Saudi Arabia ignores Trump over oil cuts

Saudi Arabia’s Energy Minister Khalid al-Falih said on Wednesday that he was leaning toward an extension of the OPEC+ production cuts after June, although he noted that the producer group would take a measured approach not to tighten the oil market too much.

Asked to comment on President Trump’s tweet from earlier this week that called on OPEC “to take it easy,” al-Falih told CNBC on the sidelines of an OPEC symposium in Riyadh that “We are taking it easy.”

“Oil prices getting too high. OPEC, please relax and take it easy. World cannot take a price hike – fragile!” President Trump tweeted on Monday in his latest criticism of OPEC’s cuts aimed at rebalancing the market and lifting prices.

OPEC cartel countries and other major oil producers in January began implementing a six-month deal to cut output by 1.2 million barrels per day to shore up sagging prices.

The deal has pushed prices higher but so far failed to boost them to their multi-year peak of US$85 a barrel reached in October, triggering speculation of an extension of the deal to cut production.

“We remain flexible. I am leaning towards the likelihood of an extension in the second half” of this year for the output cuts, Khalid al-Falih, energy minister of the world’s top crude exporter Saudi Arabia, told CNBC television in Riyadh.

Falih said it was hard to foresee the situation in June when the agreement between major oil producers, including Russia, expires.

“All of the outlooks that I have seen we’ll need to moderate production in the second half of this year, but you never know,” he said.

OPEC production fell to a four-year low in January as the cartel, and its unofficial leader Saudi Arabia, applied the new pact to shore up prices, the International Energy Agency said this month.

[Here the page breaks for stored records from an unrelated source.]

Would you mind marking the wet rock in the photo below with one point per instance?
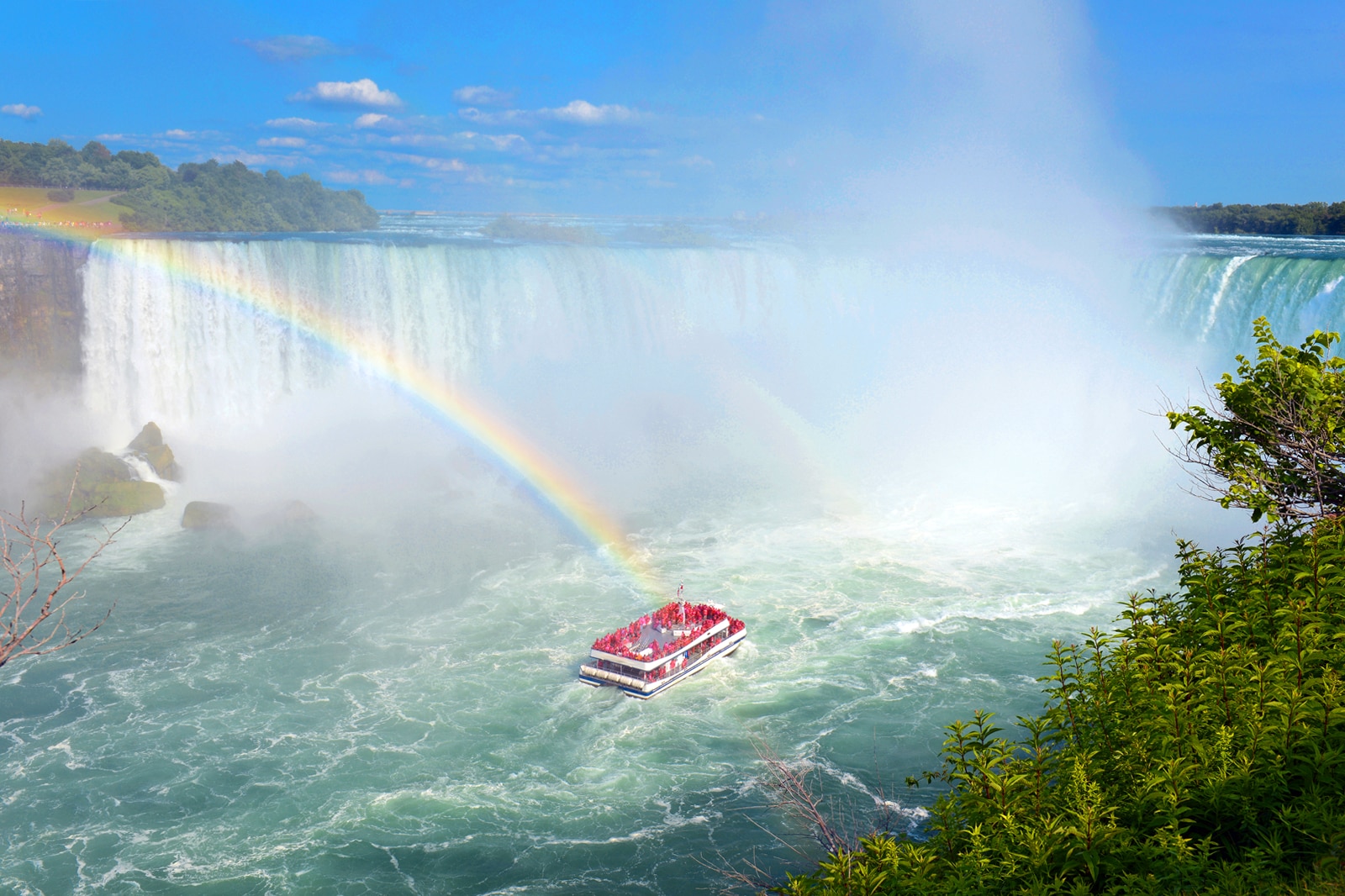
(205, 514)
(104, 486)
(150, 447)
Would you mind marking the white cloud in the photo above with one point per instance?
(293, 143)
(298, 124)
(583, 112)
(367, 175)
(22, 111)
(373, 120)
(508, 116)
(434, 163)
(257, 161)
(504, 141)
(482, 96)
(350, 93)
(293, 47)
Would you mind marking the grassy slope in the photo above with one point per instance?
(91, 213)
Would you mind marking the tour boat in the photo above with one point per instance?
(659, 650)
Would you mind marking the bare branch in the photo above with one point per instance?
(34, 609)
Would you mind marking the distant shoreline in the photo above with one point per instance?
(1273, 219)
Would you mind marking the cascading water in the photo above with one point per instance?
(387, 701)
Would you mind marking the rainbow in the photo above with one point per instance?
(548, 482)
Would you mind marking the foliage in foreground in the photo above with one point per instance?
(1274, 439)
(1200, 747)
(1197, 748)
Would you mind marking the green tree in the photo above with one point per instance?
(1274, 436)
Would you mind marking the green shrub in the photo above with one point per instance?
(1197, 748)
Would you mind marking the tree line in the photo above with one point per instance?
(1313, 219)
(197, 197)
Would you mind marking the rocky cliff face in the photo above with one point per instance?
(40, 303)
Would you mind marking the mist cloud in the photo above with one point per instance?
(295, 47)
(22, 111)
(349, 93)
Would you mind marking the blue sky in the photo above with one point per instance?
(697, 108)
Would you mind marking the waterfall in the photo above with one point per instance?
(1214, 299)
(182, 329)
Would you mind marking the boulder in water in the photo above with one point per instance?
(104, 486)
(150, 445)
(205, 514)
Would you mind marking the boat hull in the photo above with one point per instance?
(643, 690)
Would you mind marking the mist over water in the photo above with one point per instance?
(907, 479)
(908, 450)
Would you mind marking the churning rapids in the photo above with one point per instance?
(907, 475)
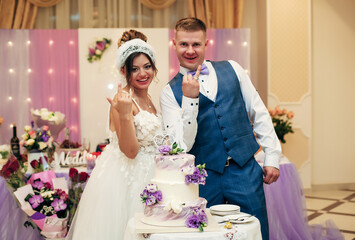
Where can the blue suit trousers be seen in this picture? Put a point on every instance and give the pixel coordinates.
(242, 186)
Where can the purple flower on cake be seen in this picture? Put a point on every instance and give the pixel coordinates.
(38, 185)
(198, 219)
(58, 205)
(151, 195)
(164, 149)
(35, 201)
(198, 176)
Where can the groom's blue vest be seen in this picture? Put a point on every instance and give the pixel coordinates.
(224, 128)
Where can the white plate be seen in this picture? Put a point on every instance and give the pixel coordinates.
(225, 208)
(224, 213)
(241, 220)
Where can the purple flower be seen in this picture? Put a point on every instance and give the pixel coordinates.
(158, 195)
(91, 52)
(100, 45)
(45, 136)
(58, 205)
(35, 201)
(38, 185)
(151, 200)
(193, 221)
(164, 149)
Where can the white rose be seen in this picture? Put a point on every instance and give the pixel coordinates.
(188, 170)
(176, 206)
(42, 145)
(30, 142)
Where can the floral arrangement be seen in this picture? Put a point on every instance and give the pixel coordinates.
(195, 175)
(198, 219)
(151, 195)
(46, 200)
(4, 151)
(281, 118)
(13, 173)
(171, 150)
(76, 188)
(55, 120)
(96, 52)
(37, 139)
(45, 114)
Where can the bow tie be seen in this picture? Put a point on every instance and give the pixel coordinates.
(204, 71)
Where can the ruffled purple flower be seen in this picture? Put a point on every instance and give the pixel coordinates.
(91, 52)
(100, 45)
(158, 195)
(45, 136)
(58, 205)
(151, 200)
(164, 149)
(35, 201)
(38, 185)
(192, 221)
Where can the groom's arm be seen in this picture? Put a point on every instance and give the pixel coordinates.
(181, 122)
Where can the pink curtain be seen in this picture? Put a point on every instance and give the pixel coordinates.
(39, 69)
(225, 44)
(54, 80)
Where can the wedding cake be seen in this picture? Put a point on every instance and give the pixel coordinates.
(172, 198)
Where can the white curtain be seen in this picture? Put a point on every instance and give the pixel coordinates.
(14, 82)
(73, 14)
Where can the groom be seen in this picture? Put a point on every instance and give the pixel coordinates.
(213, 115)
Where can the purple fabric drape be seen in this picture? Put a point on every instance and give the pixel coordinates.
(54, 81)
(226, 44)
(12, 218)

Trump has frequently called for OPEC to keep production high to limit rising oil prices that stem economic growth.

Oil prices crashed in mid-2014 to below US$30 a barrel, down from over US$100 a barrel, due to a glut in supplies and weakening global demand.

Speaking at a symposium organised by the Riyadh-based International Energy Forum, Falih said a lack of adequate investments in oil and gas, which OPEC estimates at US$11 trillion by 2040, would see supplies fall short of demand.

“OPEC and our non-OPEC partners, led by Russia, continue to play their role in helping to balance the market,” the minister said.

“But sustaining that role requires timely investments, reliable supply, and appropriate spare capacity,” he added.